Does the MBA help entrepreneurs? Key factors to look for
The focus of the school/program: There is an enormous difference between getting into a school that is known for its entrepreneurship programs and studying in a school of Entrepreneurship. However, that requires a bit of research and understanding.
For instance, while the Babson MBA (Entrepreneurship) program is ranked number one and produces quite a few entrepreneurs each year, Harvard and MIT’s business programs are tied at number three.
Harvard and MIT despite being third produce many entrepreneurs and this is probably because of the resources they provide, their network, and their brand name (makes it easier to raise funds).
Teaching Methodology: Let’s face it, we all know that learning how to be a good entrepreneur is something that is very subjective. While certain elements of managing a business that can be taught, a major portion of it is instinctive and very experiential.
So, books and exams will be irrelevant in this process. For instance, Babson College has a unique way of teaching entrepreneurship and one of its methods requires undergraduate students to start a business as part of the coursework. This not only develops confidence but also a deeper understanding of navigating unknown territories.
Supporting Faculty and their experience: If a Master’s program in entrepreneurship is extremely successful, then the credit must go to the faculty who find it in themselves to create the content and provide the knowledge that the student seeks.
You will find that many schools have a policy of only full-time professors, while many others choose to have part-time faculty on their rosters. However, a balanced number of both kinds is essential where one provides you with the information that only a traditional academician can and the other who can give you vital knowledge from the industry.
For instance, Steve Blank who co-founded several startups including Convergent technologies is now a familiar face in the School of Business- University of California. His classes focus on starting a new venture and managing Business Development, among other things.
Check out their Alumni: The alumni of a school are like a window into it. They can provide valuable insight into the strength of the program, its value in the outside world, and the success of the people who have gone through the program. A look at the list of entrepreneurs who have graduated from Babson College gives us Arthur Blank (co-founder of Home Depot) and Robert Davis (founder of Lycos).

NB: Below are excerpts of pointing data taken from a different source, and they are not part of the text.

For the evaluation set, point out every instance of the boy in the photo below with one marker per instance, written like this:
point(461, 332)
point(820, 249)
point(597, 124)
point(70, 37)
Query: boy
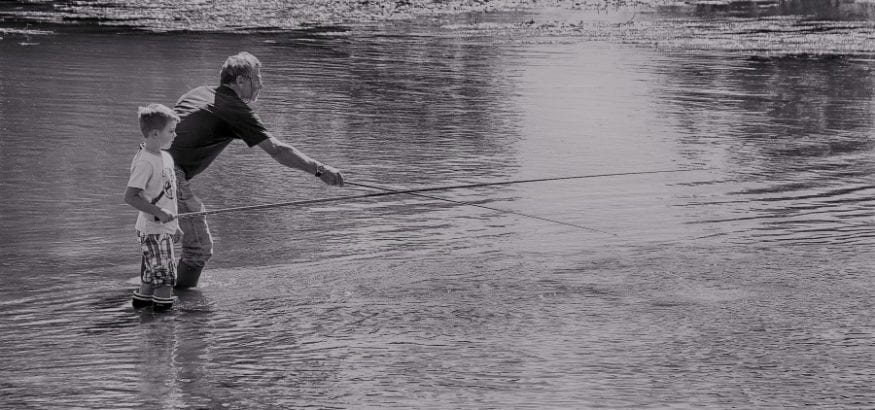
point(152, 190)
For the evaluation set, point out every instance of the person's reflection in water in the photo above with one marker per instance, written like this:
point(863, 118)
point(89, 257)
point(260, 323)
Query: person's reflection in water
point(173, 366)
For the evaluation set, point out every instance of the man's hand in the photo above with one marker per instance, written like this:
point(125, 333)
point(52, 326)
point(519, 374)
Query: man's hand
point(164, 216)
point(332, 176)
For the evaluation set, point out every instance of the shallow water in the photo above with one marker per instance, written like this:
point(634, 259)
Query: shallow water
point(742, 282)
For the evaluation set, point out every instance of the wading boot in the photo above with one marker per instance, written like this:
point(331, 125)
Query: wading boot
point(139, 301)
point(161, 304)
point(187, 275)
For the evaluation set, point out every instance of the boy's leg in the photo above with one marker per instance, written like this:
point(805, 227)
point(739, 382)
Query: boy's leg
point(159, 271)
point(197, 243)
point(163, 298)
point(142, 297)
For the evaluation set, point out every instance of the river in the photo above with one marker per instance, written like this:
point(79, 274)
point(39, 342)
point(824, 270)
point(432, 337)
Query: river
point(741, 279)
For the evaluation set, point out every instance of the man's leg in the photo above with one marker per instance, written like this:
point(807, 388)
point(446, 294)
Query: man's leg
point(197, 243)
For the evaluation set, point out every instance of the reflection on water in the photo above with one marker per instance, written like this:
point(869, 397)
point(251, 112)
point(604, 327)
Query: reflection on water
point(743, 282)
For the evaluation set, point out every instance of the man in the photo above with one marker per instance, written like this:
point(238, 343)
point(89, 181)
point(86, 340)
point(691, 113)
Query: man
point(210, 118)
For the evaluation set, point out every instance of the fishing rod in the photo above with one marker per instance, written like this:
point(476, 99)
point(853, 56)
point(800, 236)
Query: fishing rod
point(419, 190)
point(504, 211)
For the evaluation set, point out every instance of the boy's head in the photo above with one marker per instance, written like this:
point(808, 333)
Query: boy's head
point(158, 121)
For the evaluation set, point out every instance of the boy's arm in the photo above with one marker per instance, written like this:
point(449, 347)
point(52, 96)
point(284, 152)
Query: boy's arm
point(134, 198)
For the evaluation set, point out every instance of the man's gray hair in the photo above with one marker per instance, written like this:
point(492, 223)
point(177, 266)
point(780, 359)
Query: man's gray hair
point(242, 63)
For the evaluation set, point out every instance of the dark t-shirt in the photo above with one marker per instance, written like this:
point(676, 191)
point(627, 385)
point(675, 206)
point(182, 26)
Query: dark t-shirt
point(210, 118)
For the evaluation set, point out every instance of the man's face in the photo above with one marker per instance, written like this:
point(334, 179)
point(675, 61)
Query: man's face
point(252, 86)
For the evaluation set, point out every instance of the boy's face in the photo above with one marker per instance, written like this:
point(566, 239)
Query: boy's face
point(165, 136)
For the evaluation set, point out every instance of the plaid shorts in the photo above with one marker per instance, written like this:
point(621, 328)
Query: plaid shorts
point(158, 267)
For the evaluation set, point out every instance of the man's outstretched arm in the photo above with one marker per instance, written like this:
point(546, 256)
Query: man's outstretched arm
point(290, 156)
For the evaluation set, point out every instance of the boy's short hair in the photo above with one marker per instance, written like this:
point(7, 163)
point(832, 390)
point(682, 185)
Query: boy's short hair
point(155, 117)
point(242, 63)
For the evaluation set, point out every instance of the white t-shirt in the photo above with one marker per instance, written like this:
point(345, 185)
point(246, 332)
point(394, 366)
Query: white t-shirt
point(154, 174)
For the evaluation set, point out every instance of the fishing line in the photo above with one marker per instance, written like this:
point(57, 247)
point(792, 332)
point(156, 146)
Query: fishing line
point(504, 211)
point(306, 202)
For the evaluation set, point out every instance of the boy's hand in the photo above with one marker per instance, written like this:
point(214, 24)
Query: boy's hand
point(164, 216)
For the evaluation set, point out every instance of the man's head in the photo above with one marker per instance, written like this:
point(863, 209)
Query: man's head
point(242, 73)
point(159, 122)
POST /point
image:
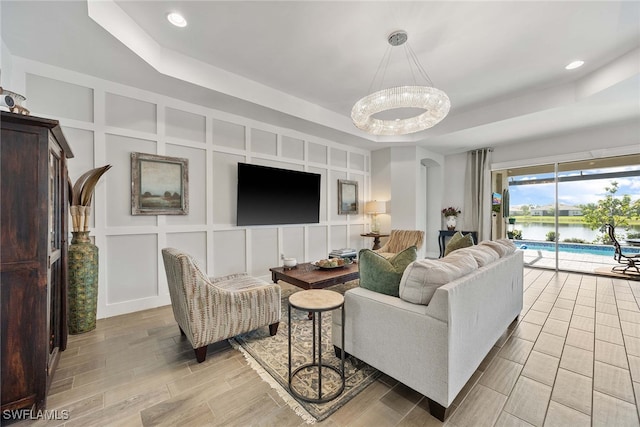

These are just two examples, but going through the list of alumni will often tell you how strong the school is in educating, and importantly, inspiring its alumni to be successful entrepreneurs. The answer to the question “does an MBA help entrepreneurs ?” is a yes.
Choosing to work for yourself and seeing your idea move from the conception stage to reality can be daunting, filled with doubts, worries, and risks. The right entrepreneurship program will not only provide you with the best foundation but will also give you the confidence to move ahead and make your dreams come true!